I made this function that removes all SQL comments, using plain regular expressons. It removes both line comments (even when there is not a linebreak after) and block comments (even if there are nested block comments). This function can also replace literals (useful if you are searching for something inside SQL procedures but you want to ignore strings).
My code was based on this answer (which is about C# comments), so I had to change line comments from "//" to "--", but more importantly I had to rewrite the block comments regex (using balancing groups) because SQL allows nested block comments, while C# doesn't.
Also, I have this "preservePositions" argument, which instead of stripping out the comments it just fills comments with whitespace.
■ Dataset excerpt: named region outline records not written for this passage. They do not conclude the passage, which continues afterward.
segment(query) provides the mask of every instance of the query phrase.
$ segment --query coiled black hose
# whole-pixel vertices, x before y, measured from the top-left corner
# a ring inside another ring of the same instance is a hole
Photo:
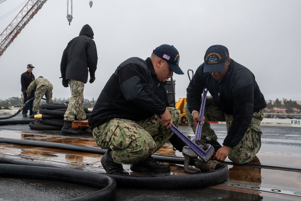
[[[68,104],[48,103],[42,104],[39,111],[41,117],[34,122],[29,123],[31,128],[37,130],[61,130],[64,125],[64,115],[68,108]],[[86,106],[84,107],[84,111],[88,118],[91,111]],[[76,118],[75,115],[76,119]]]
[[[28,140],[19,140],[0,137],[0,142],[27,146],[43,147],[67,150],[76,152],[92,153],[103,155],[107,151],[98,147],[88,147],[71,144],[57,143]],[[175,164],[183,164],[182,157],[152,155],[156,160]],[[5,163],[5,160],[0,158],[0,163]],[[16,162],[14,161],[14,162]],[[8,162],[11,164],[10,160]],[[39,166],[36,163],[32,165]],[[18,164],[18,163],[17,163]],[[22,165],[25,165],[24,163]],[[45,166],[45,164],[42,165]],[[26,165],[30,165],[26,164]],[[164,176],[133,176],[114,174],[106,174],[113,178],[119,186],[137,188],[146,188],[164,190],[178,190],[200,188],[219,184],[228,178],[228,166],[221,164],[219,168],[206,172],[194,174]],[[105,174],[105,173],[104,173]]]

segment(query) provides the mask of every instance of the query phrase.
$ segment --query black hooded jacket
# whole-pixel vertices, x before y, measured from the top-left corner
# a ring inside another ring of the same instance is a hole
[[[114,118],[139,121],[163,113],[168,104],[166,82],[157,80],[149,58],[126,60],[99,95],[88,120],[90,129]]]
[[[199,111],[202,93],[206,87],[218,107],[226,114],[233,115],[223,143],[232,148],[238,143],[247,132],[253,112],[264,108],[266,103],[255,76],[244,66],[231,59],[228,71],[219,82],[209,73],[203,72],[204,63],[197,69],[187,88],[187,105],[191,112]]]
[[[85,83],[90,77],[95,76],[97,65],[97,51],[94,41],[94,33],[88,24],[84,26],[79,35],[68,43],[64,50],[61,63],[63,79],[71,79]]]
That's useful if you want to preserve the original position of each SQL command, in case you need to manipulate the original script while preserving original comments.
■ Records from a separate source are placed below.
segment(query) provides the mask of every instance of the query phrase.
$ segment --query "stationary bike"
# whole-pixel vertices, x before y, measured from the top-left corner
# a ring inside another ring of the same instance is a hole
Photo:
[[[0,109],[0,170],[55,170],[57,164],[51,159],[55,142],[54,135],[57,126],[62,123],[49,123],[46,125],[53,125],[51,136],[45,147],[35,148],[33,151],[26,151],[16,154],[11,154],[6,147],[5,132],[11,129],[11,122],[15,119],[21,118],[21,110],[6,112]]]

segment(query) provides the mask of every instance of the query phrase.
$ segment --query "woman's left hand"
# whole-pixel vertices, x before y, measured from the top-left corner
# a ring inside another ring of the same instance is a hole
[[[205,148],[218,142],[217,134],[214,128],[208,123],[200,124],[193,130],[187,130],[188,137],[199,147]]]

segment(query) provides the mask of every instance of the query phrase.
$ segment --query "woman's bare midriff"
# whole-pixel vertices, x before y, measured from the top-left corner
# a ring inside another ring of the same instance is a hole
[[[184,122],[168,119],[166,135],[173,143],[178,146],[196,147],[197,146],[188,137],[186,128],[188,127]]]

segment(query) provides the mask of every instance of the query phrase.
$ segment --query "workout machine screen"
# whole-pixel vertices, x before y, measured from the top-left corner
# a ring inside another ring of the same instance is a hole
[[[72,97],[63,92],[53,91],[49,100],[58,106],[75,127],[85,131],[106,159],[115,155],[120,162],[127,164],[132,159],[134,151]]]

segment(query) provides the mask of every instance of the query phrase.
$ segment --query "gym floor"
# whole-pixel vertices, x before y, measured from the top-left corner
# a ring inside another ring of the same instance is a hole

Regex everythingExceptNewLines = new Regex("[^\r\n]");
public string RemoveComments(string input, bool preservePositions, bool removeLiterals=false)
{
//based on https://stackoverflow.com/questions/3524317/regex-to-strip-line-comments-from-c-sharp/3524689#3524689
var lineComments = @"--(.*?)\r?\n";
var lineCommentsOnLastLine = @"--(.*?)$"; // because it's possible that there's no \r\n after the last line comment
// literals ('literals'), bracketedIdentifiers ([object]) and quotedIdentifiers ("object"), they follow the same structure:
// there's the start character, any consecutive pairs of closing characters are considered part of the literal/identifier, and then comes the closing character
var literals = @"('(('')|[^'])*')"; // 'John', 'O''malley''s', etc
var bracketedIdentifiers = @"\[((\]\])|[^\]])* \]"; // [object], [ % object]] ], etc
var quotedIdentifiers = @"(\""((\""\"")|[^""])*\"")"; // "object", "object[]", etc - when QUOTED_IDENTIFIER is set to ON, they are identifiers, else they are literals
//var blockComments = @"/\*(.*?)\*/"; //the original code was for C#, but Microsoft SQL allows a nested block comments // //https://msdn.microsoft.com/en-us/library/ms178623.aspx
//so we should use balancing groups // http://weblogs.asp.net/whaggard/377025
var nestedBlockComments = @"/\*
(?>
/\* (?<LEVEL>) # On opening push level
|
\*/ (?<-LEVEL>) # On closing pop level
|
(?! /\* | \*/ ) . # Match any char unless the opening and closing strings
)+ # /* or */ in the lookahead string
(?(LEVEL)(?!)) # If level exists then fail
\*/";
string noComments = Regex.Replace(input,
nestedBlockComments + "|" + lineComments + "|" + lineCommentsOnLastLine + "|" + literals + "|" + bracketedIdentifiers + "|" + quotedIdentifiers,
me => {
if (me.Value.StartsWith("/*") && preservePositions)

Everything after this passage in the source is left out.